Günümüzde bilgisayara bağlanmış olarak kısa mesajla bildirilen doğum günleri kutlamaları vs. bankalar, alışveriş yapılmış mağazalar vs tarafından da gönderildiğinden artık eski etkinliğini yitirmiştir.
Hiç bir çalışan kendisine şirketi tarafından özel muamele yapılmasını istemediği gibi yapılması durumunda da arkadaşlarına, çalıştığı iş yerine karşı mahcup olacağından yukarıda özetlenerek verilen ortak sorunlar giderildiğinde veya asgariye indirildiğinde her aşamada kalitenin de yükseldiğine tanık olacaksınız.

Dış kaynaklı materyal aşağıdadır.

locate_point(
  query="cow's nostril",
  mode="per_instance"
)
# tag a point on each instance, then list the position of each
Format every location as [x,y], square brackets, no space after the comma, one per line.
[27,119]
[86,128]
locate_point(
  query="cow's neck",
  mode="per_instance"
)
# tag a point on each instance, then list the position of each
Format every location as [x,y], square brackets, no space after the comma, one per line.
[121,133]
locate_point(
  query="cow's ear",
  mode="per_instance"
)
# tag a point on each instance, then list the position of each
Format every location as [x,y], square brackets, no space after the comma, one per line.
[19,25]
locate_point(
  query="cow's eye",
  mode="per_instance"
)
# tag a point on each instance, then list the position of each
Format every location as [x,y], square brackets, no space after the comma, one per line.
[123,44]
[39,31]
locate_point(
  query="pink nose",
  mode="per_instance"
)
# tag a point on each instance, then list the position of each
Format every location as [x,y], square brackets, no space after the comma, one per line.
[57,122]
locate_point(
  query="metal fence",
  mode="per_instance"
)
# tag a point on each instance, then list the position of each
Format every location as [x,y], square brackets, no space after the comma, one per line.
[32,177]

İç müşterinin sahiplenmediği şirketlerde duyabileceğiniz ortak sözler:
- “Bana ne, derdi-tasası beni mi almış?”
- “Herkesin enayisi ben miyim?
- “O arıza/aksaklık benim alanımda değil. Herkes işini yapsın!”
- “Niye müdahale edeyim ki? Testiyi taşıyan da, kıran da bir nasıl olsa…”
- “Patron-Müdür, adamının ne olduğunu anlasın.” Vs. vs…
İç müşterinin sahiplendiği şirketlerde yukarıdaki sözleri veya benzerlerini duyamazsınız. Onlar, her türlü aksaklık olasılığı belirdiği, arıza oluştuğu anda ilgilisine ve amirine bilgi verir, düzeltilmesini sağlar ve hatta düzeltilip düzeltilmediğini takip bile ederler.
İç müşterinin sahiplenmediği şirketlerde motivasyonunu kaybetmişlik/tükenmişlik emareleri:
- İşe mesai başlangıcında gelip, mesai bitmeden çok önce toparlanma,
- Sadece mesaiyi takip edip, işi bitirmeye değil, mesaiyi bitirmeye odaklanmış çalışma,
- Sık sık izin alma, değişik belirtilerle sık hastalanma,
- Verilen işleri zamanında bitirememe, bitirmeye gayret etmeme,
- Normal bir çalışanın yapacağı kurum içi konuşma-espri veya münazaralara katılmama, asık suratlı durma,
- Gerek diğer çalışanlar ve gerekse dış müşterilere karşı kaba davranma,
- İş aletleri veya donanımları sık sık kırma-arızalandırma veya kaybetme,
- Yapılan-yapılacak olan işler için önerilerde bulunmama, fikri sorulduğunda katılmama,
- İş geliştirme konusunda kendi alanında da olsa herhangi bir yeniliğe gitmeme, bu konuda önerilerde bulunmama,
- Gerek kendi biriminde ve gerekse şirket içi diğer birimlerdeki mevcut veya olası aksaklık-hata vs. ile ilgili olarak herhangi bir bildirimde bulunmama,
- Şirketin sosyal etkinliklerine katılmama, zoraki katıldığında da uzak bir köşede bulunup sinme,
- Çok sık dış hat telefonla görüşme, başka alanlarda faaliyet gösterme,
- Şirketin ulusal veya uluslararası dış birimlerinde yapılacak olan çalışmalara gitmekten feragat etme,
- İş yoğunluğundan, ücret düşüklüğünden vs sık sık şikâyet etme,
sayılabilir.
Bu emareleri gösteren personelin çokluğu, o şirketin-kurumun ürettiklerinin kalitesizliğinin de oranı olacaktır.
Umarım bunların nasıl giderileceğini bana sormayacaksınız…
Sonuç olarak rahmetli Vehbi Koç’un şu deyimini kullanmak istiyorum “İyi eleman seç, iyi para ver. Çünkü kötü eleman sana pahalıya mal olur.”